By comparison and by way of example of the enormous economic power of CRIME, it should be noted that:
- the Economic Crime Tax have a turnover amounting to 10 trillion euro;
- the Economic Crime Non-Tax has a turnover of € 5 trillion euro; is
- the Organized Crime produces streams for one trillion euro.
This modern and fruitful organization of the industrialization of recycling called the modern money laundering industry, therefore has the ” target to clean ” objective of about 16,000 billion euros, which is precisely the proceeds of crime in its various forms ( common crime, economic, fiscal and non and organized ).
It makes us think how this recycling industry reaches a turnover of about 900 billion euros a year, about 5% of the proceeds to be cleaned, which is partly invested in the INNOVATION of recycling techniques.
Being able to count on these revenues attracts the attention of many and allows them to organize the most sophisticated techniques of “camouflage”. That’s why laundering money from crime is a real business in which real professionals of laundering operate.
This modern and innovative organization that relies on professionals, banks and financial intermediaries, acts by putting in place a real organized and industrialized process of money laundering, which modern doctrine divides into three phases: Placement; Stratification ( Layering ); Integration ( Integration ).
III. PLACEMENT ( Placement )
The initial phase of money laundering is the place of large sums of cash into the financial system, causing it to transit activities “laundry”, which have ability to accept and justify so unexpected the cash, since they are businesses based on the amount and collection of their sales and / or services , largely in cash .

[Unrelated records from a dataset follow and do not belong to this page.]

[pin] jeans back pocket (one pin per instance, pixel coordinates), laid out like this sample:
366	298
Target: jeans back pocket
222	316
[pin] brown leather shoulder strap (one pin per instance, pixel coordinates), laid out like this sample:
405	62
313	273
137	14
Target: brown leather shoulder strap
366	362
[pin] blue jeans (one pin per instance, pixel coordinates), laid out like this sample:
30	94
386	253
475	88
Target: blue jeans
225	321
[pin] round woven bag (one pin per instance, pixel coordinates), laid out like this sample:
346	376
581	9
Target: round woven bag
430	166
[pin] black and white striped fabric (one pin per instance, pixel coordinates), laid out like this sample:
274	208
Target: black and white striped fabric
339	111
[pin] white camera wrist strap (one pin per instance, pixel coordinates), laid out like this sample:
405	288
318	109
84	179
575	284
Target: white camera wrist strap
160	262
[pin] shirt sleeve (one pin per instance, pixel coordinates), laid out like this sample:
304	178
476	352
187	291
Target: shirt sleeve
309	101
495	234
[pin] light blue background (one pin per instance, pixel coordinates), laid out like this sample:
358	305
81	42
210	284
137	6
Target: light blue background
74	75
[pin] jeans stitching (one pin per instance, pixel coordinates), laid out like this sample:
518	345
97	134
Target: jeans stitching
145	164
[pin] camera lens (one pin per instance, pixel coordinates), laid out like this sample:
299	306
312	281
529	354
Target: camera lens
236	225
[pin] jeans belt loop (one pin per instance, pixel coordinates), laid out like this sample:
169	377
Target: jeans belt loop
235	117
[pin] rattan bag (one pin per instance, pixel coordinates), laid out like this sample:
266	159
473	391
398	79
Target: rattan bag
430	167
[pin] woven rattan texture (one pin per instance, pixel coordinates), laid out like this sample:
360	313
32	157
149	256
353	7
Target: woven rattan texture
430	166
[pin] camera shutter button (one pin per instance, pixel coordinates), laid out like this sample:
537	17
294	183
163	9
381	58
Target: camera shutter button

Restaurants, bars, nightclubs, vending machines, direct door-to-door sales and check cashing activities or the SMURFING (2) business, i.e. money smuggling, are the main channel and target for obtain the transfer of funds without arousing suspicion, and then use it in other techniques, such as LOAN BACK (3), provided that you want to return the money within the economic or productive structure, otherwise the money is destined in one tax havens, with c reaction from funds or front companies.
This placement phase is not always a necessary step, if the money to be laundered or hidden is already in the financial system.
In this case, the process begins with layering .
IV. LAYERING
It serves to hide or disguise the source of the money, and confuse investigators, regardless of whether the origin of the money is criminal or the purpose is tax evasion, transactions can be justified in seemingly legitimate business relationships and can have solid accounting evidence with ample supporting documentation, which gives clear legitimacy to the transaction. The stratification occurs with transactions between foreign countries with the use of structures and numerous bank accounts. Stratification is the method used by the technology and digitization of payments which, in an automated and massive way, makes us lose all traces of the genesis of hidden and criminal funds, this is now widespread in the crypto world.
V. INTEGRATION
It is the phase of reconversion, that is, changing the origin of dirty money or money from tax evasion. deposited and stratified in the hands of the criminal in a form that he can use without risk of confiscation and actions as well as an investigation by the various bodies responsible for investigation and control.
For example, integration can take the form of payment (consultancy services, a real estate broker, an artist, an investment company, an event management company, an art management company, a risk capital…) to a company or person with whom the offender appears to have no connection. The integration can also take the form of a loan.